イタリア人の好意を断ると大変なことになる

イタリア人のこうした「介入主義」には良い側面もあります。

毎日のように他人を気にしているので、何か困ったことがあると「これはこうしろ」「これを食べろ」と、いろいろと気を使ってくれるのです。

先述したように、聞いてもいないアドバイスの羅列とお勧めの嵐。人によっては、いきなり机の上にドスン! と大量のオリーブオイルを置いて去っていきます。こうした行動は良い悪いという話ではなく「俺はこれがお前にいいと思うんだよ。だからこうしろよ」というだけの話です。

家庭の不幸でもあれば、根掘り葉掘り聞いてくれます。若い人でも日本の田舎にいる噂好きのおばさんのようなので、寂しいと感じることはありません。

▲イタリア人の好意を断ると大変なことになる イメージ:Efurorstudio / PIXTA

ただし、そこで「私はこれはいらない」「あなたはそうかもしれないが、私はこう思う」などと反論したら大変です。

イタリアでの好意の拒否や断定的な意見の表明は、相手の拒絶を意味します。

さらに相手の人格だけではなく、誇り高きイタリア文化を侮辱したことと同等の扱いにもなります。その瞬間から自分は相手の敵になり、周辺の人々から集中砲火を受けてしまいます。親切心の裏返しは、嫉妬と恨みと怒りです。

イタリアは情が深い社会ですが、その一方で、嫉妬と怒りもすごく深い。愛の反対は憎しみだとよく言われますが、他人に興味をもつことは、それだけ愛が深いということの証明なのです。

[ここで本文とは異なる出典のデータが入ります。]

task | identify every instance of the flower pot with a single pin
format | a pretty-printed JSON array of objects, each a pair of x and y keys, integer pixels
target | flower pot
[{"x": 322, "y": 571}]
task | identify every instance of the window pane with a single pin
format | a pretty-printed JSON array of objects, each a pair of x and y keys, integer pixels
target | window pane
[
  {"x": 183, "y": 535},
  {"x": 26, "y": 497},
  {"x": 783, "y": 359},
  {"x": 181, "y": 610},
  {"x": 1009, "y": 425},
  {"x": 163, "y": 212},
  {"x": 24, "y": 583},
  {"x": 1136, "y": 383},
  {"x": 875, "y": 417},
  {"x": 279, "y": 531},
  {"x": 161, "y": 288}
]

だからこそ、裏切られたときの憎しみはとてつもなく深く、仕返しはその何倍にもなります。映画『ゴッドファーザー』で、マフィアのメンバーが車ごと爆破されるシーンがよく出てきますが、イタリア人の「他人叩き」の根源は、まさにマフィア社会のような義理人情によるつながりの強烈な裏返しと言えるでしょう。